At this point I am not sure if there is something going on with the DUT or the FR measurement through the Phono input- will do a listening test with a phono hooked up next. I may also look at the the THD/SNR of a few more points as well…Oh, if you are curious these are the BNC connectors I have been using to make my cables- in this case just the center conductor was used:

Hi @VAR, What does the time domain of that sweep look like?

I have never looked at anything in the time domain with the QA402, but will do so later. I have not measured anything today- I guess I need a 402 fix for the day- will report back later. Thanks for getting back with me as always.

Okay, so here are the plots. The 1st one is the FR right before it starts breaking up:

and here is the Time display at that same point:

Here is the FR just after is starts breaking up:

And the TIME display associated with that:

I am not sure if that helps- to me, the 2nd time plot looks better than the 1st one…

Are you sure your NAD amp doesn’t have a fault with its 0V and/or grounding? The NAD I mentioned above originally had a fault that caused excessive noise and it turned out to be one of the 0V jumper wires had a dry joint which caused part of the input circuit to float - which links back to Matt’s point about no ground. I was not impressed with the quality of the pcb or soldering in the NAD3020e.

While I looked at the solder joints at various points at the circuit, I did not check the phono ckt extensively for bad solder jts. I am not holding up a lot of hope since the phono stage works great up to a point when the volume control reaches a certain point- I don’t see why it would make a difference from the schematic, which I am posting here:

I need to listen to some records, but have company now and so it may a few days before I can do that and if there is a lot of hum them I will look at the solder joints…

The other thing I’ve been doing for a long time, that you appear to not be, that has greatly helped me is plugging all devices into the same power strip. That way the earth grounds are solidly consistent at least at the AC interface to everything.

Thanks for the suggestion. My PC is plugged into a UPS (the UPS side), and the Sig gen ground is plugged into the outlet which the UPS is plugged into. The wallwart for the powered usb hub which the QA402 is plugged into is plugged into the “surge” side of the UPS. The integrated amp, which does not have a ground terminal, is also plugged into the UPS. I can easily enough plug the sig gen into the UPS. But I will do a listening test with the integrated amp hooked up to my phono- maybe even later today as my company has left for a bit…

Try putting a power strip off the UPS (where your PC is connected) and plugging everything into it.
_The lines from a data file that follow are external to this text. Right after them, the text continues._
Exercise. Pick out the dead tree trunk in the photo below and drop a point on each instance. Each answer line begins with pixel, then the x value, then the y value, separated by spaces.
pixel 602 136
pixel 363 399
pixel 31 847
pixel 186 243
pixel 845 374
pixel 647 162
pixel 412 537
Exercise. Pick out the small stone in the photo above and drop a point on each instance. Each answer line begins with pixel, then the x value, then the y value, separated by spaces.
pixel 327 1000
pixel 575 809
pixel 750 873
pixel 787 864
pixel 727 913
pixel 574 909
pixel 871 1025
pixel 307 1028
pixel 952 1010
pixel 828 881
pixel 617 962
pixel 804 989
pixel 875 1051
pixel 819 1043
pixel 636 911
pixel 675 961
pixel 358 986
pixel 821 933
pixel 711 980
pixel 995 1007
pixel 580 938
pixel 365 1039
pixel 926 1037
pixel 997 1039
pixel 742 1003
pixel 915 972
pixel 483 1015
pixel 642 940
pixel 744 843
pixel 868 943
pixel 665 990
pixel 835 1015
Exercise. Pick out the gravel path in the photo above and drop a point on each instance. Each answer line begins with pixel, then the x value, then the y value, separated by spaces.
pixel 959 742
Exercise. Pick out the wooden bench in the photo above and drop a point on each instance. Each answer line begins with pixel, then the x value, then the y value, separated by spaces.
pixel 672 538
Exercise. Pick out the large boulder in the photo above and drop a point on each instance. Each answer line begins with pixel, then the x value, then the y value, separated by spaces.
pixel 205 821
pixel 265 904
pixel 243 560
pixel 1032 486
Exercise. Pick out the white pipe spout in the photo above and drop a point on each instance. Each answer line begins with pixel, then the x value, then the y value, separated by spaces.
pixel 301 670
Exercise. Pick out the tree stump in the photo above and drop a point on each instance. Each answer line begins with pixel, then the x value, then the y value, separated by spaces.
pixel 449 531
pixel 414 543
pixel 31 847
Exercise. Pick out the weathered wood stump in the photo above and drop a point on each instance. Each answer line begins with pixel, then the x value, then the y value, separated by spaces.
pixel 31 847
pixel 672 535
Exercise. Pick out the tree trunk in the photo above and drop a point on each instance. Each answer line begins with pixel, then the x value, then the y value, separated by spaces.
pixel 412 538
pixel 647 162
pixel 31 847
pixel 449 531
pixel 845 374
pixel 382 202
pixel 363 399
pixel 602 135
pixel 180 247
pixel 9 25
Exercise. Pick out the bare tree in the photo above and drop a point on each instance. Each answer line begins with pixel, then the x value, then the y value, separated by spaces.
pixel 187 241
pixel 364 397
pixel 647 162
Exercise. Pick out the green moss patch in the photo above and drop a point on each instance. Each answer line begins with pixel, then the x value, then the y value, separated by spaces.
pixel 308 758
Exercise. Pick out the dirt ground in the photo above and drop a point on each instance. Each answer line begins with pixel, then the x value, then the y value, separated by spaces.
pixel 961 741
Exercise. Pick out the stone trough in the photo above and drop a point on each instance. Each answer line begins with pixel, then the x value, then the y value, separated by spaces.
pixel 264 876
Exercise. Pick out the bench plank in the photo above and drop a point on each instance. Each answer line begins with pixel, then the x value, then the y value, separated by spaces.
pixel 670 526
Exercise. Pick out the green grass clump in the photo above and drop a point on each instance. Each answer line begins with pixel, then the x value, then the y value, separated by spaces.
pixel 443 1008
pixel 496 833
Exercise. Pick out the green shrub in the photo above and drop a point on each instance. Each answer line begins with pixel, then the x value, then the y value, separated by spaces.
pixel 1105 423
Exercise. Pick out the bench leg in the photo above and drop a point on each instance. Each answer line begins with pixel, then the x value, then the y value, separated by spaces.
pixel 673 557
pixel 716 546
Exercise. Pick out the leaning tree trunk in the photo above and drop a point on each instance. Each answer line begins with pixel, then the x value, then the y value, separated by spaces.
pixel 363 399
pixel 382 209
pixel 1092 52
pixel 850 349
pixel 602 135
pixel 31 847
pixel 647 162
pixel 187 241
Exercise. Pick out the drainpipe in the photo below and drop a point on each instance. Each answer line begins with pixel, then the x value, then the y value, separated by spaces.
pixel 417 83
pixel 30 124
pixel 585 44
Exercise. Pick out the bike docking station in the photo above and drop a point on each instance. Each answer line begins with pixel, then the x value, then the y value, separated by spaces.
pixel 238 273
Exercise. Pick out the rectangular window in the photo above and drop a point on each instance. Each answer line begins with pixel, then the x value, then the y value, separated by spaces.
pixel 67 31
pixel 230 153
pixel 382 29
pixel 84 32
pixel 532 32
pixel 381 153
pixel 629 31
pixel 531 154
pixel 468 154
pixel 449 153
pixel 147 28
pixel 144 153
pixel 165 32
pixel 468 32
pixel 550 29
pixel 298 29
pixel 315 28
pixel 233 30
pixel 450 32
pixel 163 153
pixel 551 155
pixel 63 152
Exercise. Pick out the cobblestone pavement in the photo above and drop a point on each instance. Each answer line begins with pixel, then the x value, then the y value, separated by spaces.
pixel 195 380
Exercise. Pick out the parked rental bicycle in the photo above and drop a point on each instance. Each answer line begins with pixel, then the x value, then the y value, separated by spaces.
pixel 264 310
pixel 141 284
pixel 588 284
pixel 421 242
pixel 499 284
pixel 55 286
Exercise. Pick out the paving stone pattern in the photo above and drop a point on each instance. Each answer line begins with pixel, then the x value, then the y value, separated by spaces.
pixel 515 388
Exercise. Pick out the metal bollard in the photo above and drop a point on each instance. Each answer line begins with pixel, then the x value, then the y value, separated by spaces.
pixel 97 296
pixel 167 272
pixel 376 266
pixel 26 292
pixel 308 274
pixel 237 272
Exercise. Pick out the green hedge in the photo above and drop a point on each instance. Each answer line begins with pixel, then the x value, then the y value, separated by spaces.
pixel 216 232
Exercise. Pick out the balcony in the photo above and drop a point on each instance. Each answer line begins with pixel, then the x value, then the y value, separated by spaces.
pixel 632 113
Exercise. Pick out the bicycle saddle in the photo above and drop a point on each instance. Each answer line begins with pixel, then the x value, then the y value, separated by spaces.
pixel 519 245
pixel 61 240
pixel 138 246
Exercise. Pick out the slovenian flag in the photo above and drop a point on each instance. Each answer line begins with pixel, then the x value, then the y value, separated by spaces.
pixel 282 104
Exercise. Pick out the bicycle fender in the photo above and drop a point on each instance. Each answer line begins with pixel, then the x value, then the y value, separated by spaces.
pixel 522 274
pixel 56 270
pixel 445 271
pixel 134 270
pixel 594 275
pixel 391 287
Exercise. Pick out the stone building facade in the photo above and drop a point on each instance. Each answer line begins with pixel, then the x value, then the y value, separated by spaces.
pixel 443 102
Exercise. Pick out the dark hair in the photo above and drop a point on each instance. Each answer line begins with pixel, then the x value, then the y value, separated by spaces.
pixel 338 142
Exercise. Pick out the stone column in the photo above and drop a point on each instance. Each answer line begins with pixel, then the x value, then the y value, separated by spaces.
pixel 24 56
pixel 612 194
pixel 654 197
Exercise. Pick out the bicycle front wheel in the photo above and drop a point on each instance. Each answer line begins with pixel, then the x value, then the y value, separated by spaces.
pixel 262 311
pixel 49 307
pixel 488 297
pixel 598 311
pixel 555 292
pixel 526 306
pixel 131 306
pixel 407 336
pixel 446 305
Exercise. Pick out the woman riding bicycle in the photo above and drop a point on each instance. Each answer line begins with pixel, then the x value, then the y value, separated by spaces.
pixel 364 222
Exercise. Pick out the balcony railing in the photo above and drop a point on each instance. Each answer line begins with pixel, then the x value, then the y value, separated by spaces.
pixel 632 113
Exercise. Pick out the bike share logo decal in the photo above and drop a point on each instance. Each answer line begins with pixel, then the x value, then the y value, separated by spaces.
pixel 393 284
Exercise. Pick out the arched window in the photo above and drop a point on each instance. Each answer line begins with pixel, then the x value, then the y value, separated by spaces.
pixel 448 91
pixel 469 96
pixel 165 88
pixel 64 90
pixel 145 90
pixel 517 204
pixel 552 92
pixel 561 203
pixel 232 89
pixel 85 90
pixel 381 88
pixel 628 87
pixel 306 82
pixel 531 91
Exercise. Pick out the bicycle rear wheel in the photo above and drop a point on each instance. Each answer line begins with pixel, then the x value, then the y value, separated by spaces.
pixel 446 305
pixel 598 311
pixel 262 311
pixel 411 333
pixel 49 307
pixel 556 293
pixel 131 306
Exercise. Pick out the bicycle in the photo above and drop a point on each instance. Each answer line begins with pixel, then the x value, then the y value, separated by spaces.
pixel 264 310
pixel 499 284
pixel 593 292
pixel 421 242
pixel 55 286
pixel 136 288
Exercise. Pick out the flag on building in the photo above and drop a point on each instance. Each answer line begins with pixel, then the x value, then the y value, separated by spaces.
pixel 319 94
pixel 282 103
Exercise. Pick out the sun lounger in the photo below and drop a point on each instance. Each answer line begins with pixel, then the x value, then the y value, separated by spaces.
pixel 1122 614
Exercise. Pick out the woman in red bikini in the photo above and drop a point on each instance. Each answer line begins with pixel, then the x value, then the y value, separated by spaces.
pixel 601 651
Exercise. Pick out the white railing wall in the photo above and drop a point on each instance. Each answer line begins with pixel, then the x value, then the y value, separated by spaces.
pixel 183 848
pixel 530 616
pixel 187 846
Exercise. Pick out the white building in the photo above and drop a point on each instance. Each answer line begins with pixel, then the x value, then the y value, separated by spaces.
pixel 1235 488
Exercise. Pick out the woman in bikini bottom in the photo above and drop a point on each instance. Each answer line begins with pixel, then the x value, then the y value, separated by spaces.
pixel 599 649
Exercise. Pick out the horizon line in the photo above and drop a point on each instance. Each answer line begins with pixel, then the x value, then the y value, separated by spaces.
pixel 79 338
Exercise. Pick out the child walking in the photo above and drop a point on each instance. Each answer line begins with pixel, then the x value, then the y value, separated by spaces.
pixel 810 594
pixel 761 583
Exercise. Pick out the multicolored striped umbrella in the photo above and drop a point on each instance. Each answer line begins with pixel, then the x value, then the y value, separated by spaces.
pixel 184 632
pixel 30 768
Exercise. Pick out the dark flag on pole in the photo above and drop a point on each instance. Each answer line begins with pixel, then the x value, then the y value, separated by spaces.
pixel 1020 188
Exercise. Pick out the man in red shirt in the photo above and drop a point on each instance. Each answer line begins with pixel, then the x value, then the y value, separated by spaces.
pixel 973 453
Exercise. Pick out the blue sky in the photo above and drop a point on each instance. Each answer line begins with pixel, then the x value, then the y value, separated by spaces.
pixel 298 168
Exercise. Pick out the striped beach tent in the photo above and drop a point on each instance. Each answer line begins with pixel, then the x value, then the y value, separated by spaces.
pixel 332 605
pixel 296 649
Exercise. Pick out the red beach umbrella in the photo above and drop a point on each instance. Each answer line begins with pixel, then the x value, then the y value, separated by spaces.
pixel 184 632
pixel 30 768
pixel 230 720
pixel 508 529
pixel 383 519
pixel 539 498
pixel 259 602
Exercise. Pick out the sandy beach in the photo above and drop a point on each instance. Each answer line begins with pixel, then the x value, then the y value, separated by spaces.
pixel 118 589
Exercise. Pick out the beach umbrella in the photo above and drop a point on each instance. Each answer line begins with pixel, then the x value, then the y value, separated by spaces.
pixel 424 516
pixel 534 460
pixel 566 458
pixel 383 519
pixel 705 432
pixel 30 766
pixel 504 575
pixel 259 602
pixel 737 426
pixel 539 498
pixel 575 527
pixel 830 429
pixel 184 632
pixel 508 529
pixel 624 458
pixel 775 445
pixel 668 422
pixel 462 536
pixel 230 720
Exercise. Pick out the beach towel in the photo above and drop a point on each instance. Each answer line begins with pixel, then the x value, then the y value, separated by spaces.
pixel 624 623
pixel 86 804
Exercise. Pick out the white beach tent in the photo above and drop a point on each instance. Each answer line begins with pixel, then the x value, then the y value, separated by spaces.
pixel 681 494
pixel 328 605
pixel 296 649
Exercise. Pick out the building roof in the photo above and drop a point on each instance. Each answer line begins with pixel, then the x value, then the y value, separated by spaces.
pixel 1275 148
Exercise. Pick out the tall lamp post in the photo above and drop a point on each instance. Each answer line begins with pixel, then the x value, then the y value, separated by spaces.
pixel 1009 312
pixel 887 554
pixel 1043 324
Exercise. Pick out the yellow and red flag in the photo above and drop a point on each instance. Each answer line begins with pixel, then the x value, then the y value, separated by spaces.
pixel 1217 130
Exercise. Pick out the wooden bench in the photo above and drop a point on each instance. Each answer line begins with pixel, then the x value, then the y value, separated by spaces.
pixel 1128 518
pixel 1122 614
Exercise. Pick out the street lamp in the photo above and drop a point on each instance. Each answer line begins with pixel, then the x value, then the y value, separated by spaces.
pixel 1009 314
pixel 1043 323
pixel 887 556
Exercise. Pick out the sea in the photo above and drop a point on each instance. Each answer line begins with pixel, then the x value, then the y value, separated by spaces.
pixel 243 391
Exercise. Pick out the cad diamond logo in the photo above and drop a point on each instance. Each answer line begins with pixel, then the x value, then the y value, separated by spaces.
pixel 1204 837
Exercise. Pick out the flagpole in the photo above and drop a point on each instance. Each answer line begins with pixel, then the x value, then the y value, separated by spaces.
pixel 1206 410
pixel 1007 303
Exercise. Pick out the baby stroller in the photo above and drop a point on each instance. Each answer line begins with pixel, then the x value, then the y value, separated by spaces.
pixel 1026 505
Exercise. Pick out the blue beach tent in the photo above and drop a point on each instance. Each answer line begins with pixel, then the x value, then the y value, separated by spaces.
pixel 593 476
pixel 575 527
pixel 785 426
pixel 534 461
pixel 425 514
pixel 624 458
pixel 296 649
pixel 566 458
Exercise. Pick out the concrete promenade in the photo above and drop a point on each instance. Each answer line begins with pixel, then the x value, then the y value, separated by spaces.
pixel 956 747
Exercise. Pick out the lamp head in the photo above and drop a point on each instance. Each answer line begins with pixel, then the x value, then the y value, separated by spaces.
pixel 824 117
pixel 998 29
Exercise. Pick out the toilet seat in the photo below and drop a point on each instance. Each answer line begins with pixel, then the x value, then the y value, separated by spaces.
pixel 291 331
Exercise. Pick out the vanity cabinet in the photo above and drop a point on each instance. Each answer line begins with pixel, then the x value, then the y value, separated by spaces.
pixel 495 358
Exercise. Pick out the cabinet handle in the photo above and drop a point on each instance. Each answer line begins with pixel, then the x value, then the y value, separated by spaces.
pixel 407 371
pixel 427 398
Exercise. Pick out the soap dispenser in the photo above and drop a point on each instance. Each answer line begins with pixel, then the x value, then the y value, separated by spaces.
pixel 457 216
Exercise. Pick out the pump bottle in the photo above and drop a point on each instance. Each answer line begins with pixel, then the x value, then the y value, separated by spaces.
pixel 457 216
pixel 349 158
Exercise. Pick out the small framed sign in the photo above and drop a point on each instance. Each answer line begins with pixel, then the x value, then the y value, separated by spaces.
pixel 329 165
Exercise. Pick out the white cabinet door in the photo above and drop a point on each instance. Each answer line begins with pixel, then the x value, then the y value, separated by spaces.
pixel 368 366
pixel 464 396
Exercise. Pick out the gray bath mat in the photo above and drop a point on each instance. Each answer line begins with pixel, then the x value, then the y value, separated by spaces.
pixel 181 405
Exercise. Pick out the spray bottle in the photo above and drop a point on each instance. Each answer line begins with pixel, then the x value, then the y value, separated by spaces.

That way you are guaranteed the ground potential is the same.

The problem with that is then my PC does not have the protection of the UPS, though I don’t know how all the PC power supply grounding is as it relates to the USB power supply conversion on the motherboard.

Hi @Var,

we can see from your freq domain plot that around 500 Hz things are looking crappy. With a 64K FFT and 96K sample rate, that frequency occurs in the chirp around the 120 mS time or so. In other words, the weird thing that is happening at 500 Hz in the frequency domain must be happening around 120 mS in the time domain. Can you zoom in to different areas in the time domain? You should see the sine around this area showing about 2mS period. Cursors would be nice here, eh? :slight_smile:

But what I think we’ll see is something strange happening to the recovered sine at this period in time.